- 9°47′47″N 76°29′51″E﻿ / ﻿9.7963°N 76.4976°E
- Location: Arunoottimangalam, Kottayam district, Kerala
- Address: Kaduthuruthy-Peruva Road, Arunoottimangalam, Kerala 686 604
- Country: India
- Denomination: Syro-Malabar Catholic Church
- Website: malakayattapally.com

History
- Status: Parish church
- Founded: 1912; 114 years ago
- Dedication: St. Thomas
- Events: Celebrates Way of the Cross since 1920 during Lent season

Architecture
- Functional status: Active

Administration
- District: Kottayam
- Archdiocese: Eparchy of Palai
- Parish: Arunoottimangalam Parish

Clergy
- Bishop: Mar Joseph Kallarangatt
- Vicar: Fr. Varickamakal Augustine

= St. Thomas Church, Arunoottimangalam =

St. Thomas Catholic Church, Arunoottimangalam is a Parish church in the Palai Eparchy in Kottayam district of Kerala. The church is also called in Malayalam as Malakayatta palli meaning 'Church with the hill climbing way'. The parishioners in the past belonged to Kaduthuruthy church and Reverend Father Mathai kathanar Chempalayil started the Way of The Cross ceremony on the hill located behind the current church. Eventually the church was built at this place.

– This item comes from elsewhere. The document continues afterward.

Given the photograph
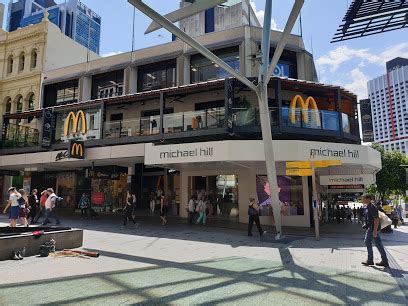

The Way of the Cross has been conducted since 1920 on every 40th day i.e Friday of the Roman Catholic Lent season which is 50 days. A Holy Relic from the Cross of Passion of Christ was brought to this church from Rome and since then devotees has been granted innumerable favours. The belief is that no prayer request made here goes unanswered. This is evident seeing the number of pilgrims visiting and praying in this church.

Every year the Thursday and Friday before the Good Friday of the Holy week is celebrated here pompously with mass and Way of The Cross prayers throughout these 2 days.

In 2024, the priest is Father Varickamakal Augustine.